咸宜園の主な門下生としては、淡窓の代には蘭医の高野長英、同じく蘭医岡研介、軍政家の兵部大輔大村益次郎、写真術の元祖上野彦馬、儒者中島子玉、太政官書記官・東京府知事松田道之、勤皇家で文部大丞長三州、岩手県令・茨城県令元老院議員島惟精、内務次官・貴族院議員中村元雄、歌人大隈言遺、画家帆走杏雨、詩・書・画で有名な僧侶平野五岳などであり、淡窓以後の代では大審院長横田国臣、首相清浦奎吾、海軍軍医総監河村豊州、三井系実業家朝吹英次、東京女子師範学校長・貴族院議員秋月新太郎などがあげられる。
淡窓は晩年まで万善簿(まんぜんぼ)という記録をつけ続けた。これは、良いことをしたら白丸を1つつけ、食べすぎなどの悪いことをしたら1つ黒丸をつけていき、白丸から黒丸の数を引いたものが1万になるようにするものだった。淡窓は1856年に75歳で死去した。

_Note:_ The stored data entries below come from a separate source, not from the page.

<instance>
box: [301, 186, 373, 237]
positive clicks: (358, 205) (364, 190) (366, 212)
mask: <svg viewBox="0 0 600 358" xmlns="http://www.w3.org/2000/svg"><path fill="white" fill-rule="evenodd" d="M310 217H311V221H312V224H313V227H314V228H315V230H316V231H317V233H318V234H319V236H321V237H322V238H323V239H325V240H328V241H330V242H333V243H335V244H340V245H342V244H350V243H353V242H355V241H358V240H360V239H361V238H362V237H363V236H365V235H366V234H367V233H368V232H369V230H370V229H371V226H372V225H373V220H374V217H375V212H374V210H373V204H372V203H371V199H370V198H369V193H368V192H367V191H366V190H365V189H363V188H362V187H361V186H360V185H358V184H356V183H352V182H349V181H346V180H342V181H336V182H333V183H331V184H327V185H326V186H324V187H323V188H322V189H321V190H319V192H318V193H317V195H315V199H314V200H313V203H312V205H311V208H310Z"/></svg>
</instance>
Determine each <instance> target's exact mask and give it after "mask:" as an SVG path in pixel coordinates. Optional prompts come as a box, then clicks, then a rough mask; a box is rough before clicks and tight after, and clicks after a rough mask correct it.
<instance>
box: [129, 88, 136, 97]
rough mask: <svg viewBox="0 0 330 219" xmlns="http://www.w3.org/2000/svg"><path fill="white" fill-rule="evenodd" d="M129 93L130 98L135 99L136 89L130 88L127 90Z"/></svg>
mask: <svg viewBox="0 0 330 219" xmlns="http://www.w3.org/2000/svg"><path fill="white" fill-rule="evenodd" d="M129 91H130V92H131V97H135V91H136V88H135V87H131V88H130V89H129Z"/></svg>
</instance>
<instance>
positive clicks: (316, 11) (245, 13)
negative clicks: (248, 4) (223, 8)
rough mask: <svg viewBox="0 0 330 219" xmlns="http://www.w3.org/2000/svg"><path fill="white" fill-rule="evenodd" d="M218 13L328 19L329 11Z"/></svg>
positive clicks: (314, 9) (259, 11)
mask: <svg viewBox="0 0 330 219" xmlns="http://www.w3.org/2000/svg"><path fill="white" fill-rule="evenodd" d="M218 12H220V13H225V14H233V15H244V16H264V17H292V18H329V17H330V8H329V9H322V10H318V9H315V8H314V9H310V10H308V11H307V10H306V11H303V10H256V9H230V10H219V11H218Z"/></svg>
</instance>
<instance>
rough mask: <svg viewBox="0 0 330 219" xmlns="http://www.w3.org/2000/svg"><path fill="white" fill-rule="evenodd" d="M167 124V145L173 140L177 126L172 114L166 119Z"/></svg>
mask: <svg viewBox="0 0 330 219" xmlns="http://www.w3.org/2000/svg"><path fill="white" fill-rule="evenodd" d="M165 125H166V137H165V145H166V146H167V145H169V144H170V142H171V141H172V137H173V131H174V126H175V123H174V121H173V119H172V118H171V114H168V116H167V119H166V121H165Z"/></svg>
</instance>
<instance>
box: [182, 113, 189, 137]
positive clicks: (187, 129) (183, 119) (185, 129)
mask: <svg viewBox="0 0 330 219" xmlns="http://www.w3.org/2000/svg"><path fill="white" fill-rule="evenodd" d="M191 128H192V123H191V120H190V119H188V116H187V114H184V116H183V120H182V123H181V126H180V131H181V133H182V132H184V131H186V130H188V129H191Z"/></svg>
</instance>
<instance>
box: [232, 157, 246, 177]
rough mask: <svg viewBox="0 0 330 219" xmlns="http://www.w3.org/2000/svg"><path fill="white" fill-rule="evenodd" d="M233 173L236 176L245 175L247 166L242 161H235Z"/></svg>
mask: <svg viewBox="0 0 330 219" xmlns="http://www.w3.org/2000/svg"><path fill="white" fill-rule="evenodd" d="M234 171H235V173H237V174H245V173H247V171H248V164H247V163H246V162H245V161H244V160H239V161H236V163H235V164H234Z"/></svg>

主な著書には、「淡窓詩話」や「遠思楼詩鈔」などがある。
[編集] 研究
淡窓の思想として有名なのは「敬天」である。人間は正しいこと・善いことをすれば天(朱子学においては「天」と「理」は同じものであるが、淡窓の考える「天」は「理」とは別の存在であり、「理」を理解すれば人間は正しい行いをして暮らすことができる、しかしその「理」を生む「天」は理解することができない、とする)から報われる、とする。淡窓の説くこの応報論は「敬天思想」といわれ、戦後から80年代まで主に研究されていた。最近では、淡窓の私塾である咸宜園を実力主義の教育システムとしての研究や、淡窓の漢詩に対しての研究が主になっている。
大分県日田市には淡窓の名を冠した「淡窓1丁目」や「淡窓図書館」がある。淡窓図書館は、以前は咸宜園跡の北隣に位置していたが、現在は700mほど東の上城内町にある。
[編集] 参考文献
- 田中加代『広瀬淡窓の研究』ぺりかん社、1993年。